The sketches in the top left-hand corner and top centre represents details of the stucco and grotesque decorations from the lateral side (northern or right-hand side as you face the interior wall) of the second external pier.5 On the left is the upper section of the pilaster which contains stucco medallions including, from top to bottom: a centaur with a trumpet; Jove; fighting Amazons seated on horses; and the figure of an artist working in the Loggia. Before the windows were enclosed with glass the fresco details suffered damage from exposure to the elements and are now much faded. The drawing continues at the top of the page on the right with the lower part of the pilaster.6 Turner has annotated the study with various colour notes including, from the top to the bottom of the pilaster: ‘G Bor’, ‘Bronze’, ‘G Balls’, ‘Lake’, ‘Purple’, ‘Orange’, ‘Landscape’, ‘Red Wall’, ‘Lilac’, ‘ov’, ‘Green’, ‘P | W’, ‘P’, ‘violet’, ‘purple’ and ‘Red B’.
b.
The central sketch depicts a bird, inscribed ‘Green’, a detail from the base of the pilaster.
c.
The final group of sketches is inverted at the bottom centre and right-hand side of the page. They represent details of the stucco and grotesque decorations of the facing (front) side of the second external pilaster.7 Turner has executed a record of the upper part along the full length of the page and then continued the drawing with the lower section beside it. The sketch is variously inscribed, from the top to the bottom of the pilaster: ‘3 the Pier’, ‘Green’, ‘Purple’, ‘G Bor’, ‘Dado solid’, ‘Dado’, ‘Purple’, ‘Red with | Blue | candelabra’, ‘D B’ and ‘Purple B’.

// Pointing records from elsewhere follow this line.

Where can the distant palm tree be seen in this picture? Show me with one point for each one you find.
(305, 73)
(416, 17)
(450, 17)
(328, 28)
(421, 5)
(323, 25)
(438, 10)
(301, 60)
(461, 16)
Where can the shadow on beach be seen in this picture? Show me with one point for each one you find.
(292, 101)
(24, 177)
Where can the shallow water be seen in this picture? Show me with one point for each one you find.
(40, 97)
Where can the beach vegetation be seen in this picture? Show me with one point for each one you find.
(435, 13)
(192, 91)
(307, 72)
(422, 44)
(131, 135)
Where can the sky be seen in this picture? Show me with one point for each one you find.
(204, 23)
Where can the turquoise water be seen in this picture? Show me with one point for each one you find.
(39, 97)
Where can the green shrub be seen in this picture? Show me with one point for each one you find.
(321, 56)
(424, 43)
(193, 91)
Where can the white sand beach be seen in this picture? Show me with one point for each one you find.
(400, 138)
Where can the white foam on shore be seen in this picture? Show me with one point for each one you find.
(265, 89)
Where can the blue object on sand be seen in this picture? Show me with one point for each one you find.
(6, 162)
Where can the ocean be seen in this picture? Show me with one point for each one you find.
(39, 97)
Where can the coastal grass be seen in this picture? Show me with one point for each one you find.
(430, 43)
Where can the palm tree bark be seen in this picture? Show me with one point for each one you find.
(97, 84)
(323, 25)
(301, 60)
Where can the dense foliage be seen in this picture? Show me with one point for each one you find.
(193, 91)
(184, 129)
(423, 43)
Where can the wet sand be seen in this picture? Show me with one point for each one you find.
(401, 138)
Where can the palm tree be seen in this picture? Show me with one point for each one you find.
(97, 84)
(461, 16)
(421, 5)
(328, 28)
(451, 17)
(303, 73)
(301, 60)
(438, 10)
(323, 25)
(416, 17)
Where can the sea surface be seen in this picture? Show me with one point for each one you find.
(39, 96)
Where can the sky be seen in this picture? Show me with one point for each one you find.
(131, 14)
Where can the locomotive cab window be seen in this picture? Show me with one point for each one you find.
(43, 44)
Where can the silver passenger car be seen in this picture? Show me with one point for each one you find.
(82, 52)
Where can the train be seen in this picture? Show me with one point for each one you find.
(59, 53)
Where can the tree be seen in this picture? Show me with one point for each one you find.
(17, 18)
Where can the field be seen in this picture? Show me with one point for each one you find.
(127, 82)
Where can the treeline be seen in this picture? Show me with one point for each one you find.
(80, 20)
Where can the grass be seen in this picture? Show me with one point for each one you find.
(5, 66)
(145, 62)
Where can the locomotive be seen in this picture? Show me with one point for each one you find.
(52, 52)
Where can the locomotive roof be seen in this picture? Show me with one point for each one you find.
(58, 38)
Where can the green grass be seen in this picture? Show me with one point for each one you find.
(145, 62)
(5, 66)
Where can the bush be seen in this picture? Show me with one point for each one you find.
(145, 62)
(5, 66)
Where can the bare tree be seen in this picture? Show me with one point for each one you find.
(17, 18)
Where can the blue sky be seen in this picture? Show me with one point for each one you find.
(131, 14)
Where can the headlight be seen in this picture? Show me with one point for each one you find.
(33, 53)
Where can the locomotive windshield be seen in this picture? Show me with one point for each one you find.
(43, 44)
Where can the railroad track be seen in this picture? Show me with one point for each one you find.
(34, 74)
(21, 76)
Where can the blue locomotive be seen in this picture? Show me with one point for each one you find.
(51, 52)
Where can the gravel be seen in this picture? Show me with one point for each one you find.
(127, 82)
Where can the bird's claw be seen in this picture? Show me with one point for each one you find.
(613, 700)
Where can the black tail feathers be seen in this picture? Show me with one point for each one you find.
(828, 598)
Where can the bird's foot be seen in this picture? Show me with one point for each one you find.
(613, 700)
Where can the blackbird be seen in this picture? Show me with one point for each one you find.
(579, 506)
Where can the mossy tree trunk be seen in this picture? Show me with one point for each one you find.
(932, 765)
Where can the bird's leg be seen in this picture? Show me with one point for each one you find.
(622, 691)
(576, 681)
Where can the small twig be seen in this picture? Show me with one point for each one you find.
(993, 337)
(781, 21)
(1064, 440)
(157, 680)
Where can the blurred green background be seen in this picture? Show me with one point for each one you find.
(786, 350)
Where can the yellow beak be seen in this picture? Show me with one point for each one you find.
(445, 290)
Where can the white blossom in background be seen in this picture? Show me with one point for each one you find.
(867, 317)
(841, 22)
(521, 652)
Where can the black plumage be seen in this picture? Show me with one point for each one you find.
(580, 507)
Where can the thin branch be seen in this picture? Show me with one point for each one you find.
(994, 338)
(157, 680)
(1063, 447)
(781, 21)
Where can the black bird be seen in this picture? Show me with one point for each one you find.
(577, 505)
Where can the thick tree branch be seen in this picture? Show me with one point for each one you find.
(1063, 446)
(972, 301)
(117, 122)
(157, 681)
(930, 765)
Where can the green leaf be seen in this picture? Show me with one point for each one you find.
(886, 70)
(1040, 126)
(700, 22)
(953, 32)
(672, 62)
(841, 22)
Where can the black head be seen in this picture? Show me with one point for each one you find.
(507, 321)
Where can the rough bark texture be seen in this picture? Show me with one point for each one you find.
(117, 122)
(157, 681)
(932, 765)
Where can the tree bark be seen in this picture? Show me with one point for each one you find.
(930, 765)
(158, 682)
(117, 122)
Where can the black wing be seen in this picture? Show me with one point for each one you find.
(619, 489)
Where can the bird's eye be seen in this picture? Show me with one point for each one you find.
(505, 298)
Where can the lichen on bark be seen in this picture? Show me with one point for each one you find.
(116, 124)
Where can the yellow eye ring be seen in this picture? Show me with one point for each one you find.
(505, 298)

Further studies related to the evolution of Rome from the Vatican can be found on folios 21 verso and 25–26 (D14966 and D14970–D14972), as well as an elaborate compositional drawing in pen and ink in the Rome C. Studies sketchbook (Tate D16368; Turner Bequest CLXXXIX 41).

Nicola Moorby
January 2010

1
See for example Powell 1987, p.116 and James Hamilton, Nicola Moorby, Christopher Baker and others, Turner & Italy, exhibition catalogue, National Galleries of Scotland, Edinburgh 2009, pp.52–3.
2
Martin Butlin and Evelyn Joll, The Paintings of J.M.W. Turner, revised ed., New Haven and London 1984, no.228.
3
See Powell 1987, pp.62 and 116–17, and Hamilton et al. 2009, p.53. Hamilton, for example, has described the studies as ‘far more detailed than [Turner] would reasonably need if he were not sympathetic to, and even complicit in, a complete copying of them’ and has stated that the artist only ‘used a fraction’ of them.
4
See Cecilia Powell, ‘On the Wing through Space and Time: The Dynamics of Turner’s Italy’, in Forum for Modern Language Studies, vol.39, no.2, April 2003, pp.199–200.
5
See Nicole Dacos, Le Logge di Rafaello: Maestro e bottega di fronte all’antico, Rome 1977, p.264, reproduced Tav.CI as ‘a) Pilastro II.B, esterno’ and Tav.XCV, as ‘b) Pilastro II.B, esterno. Stato attuale’. The design is repeated on the opposite side of the window.
6
Visible in a painting by Giovanni Ottaviani and Giovanni Volpato, reproduced in colour in Giorgio Marini, Nicole Dacos, Michel Hochmann, Annie Gilet et al., Giovanni Volpato: Les Loges de Raphaël et la Galerie du Palais Farnèse, exhibition catalogue, Musée des Beaux-Arts de Tours 2007, no.1a, p.125, as ‘Vue en perspective des Loges’ or ‘Frontispiece’.
7
See Dacos 1977, p.264, reproduced Tav.C, as ‘b) Pilastro II, opposto’. The details are repeated on the lower part of the second internal pilaster, see the engraving by Giovanni Volpato (xx), reproduced ibid., Tav.LXXXVIII, b).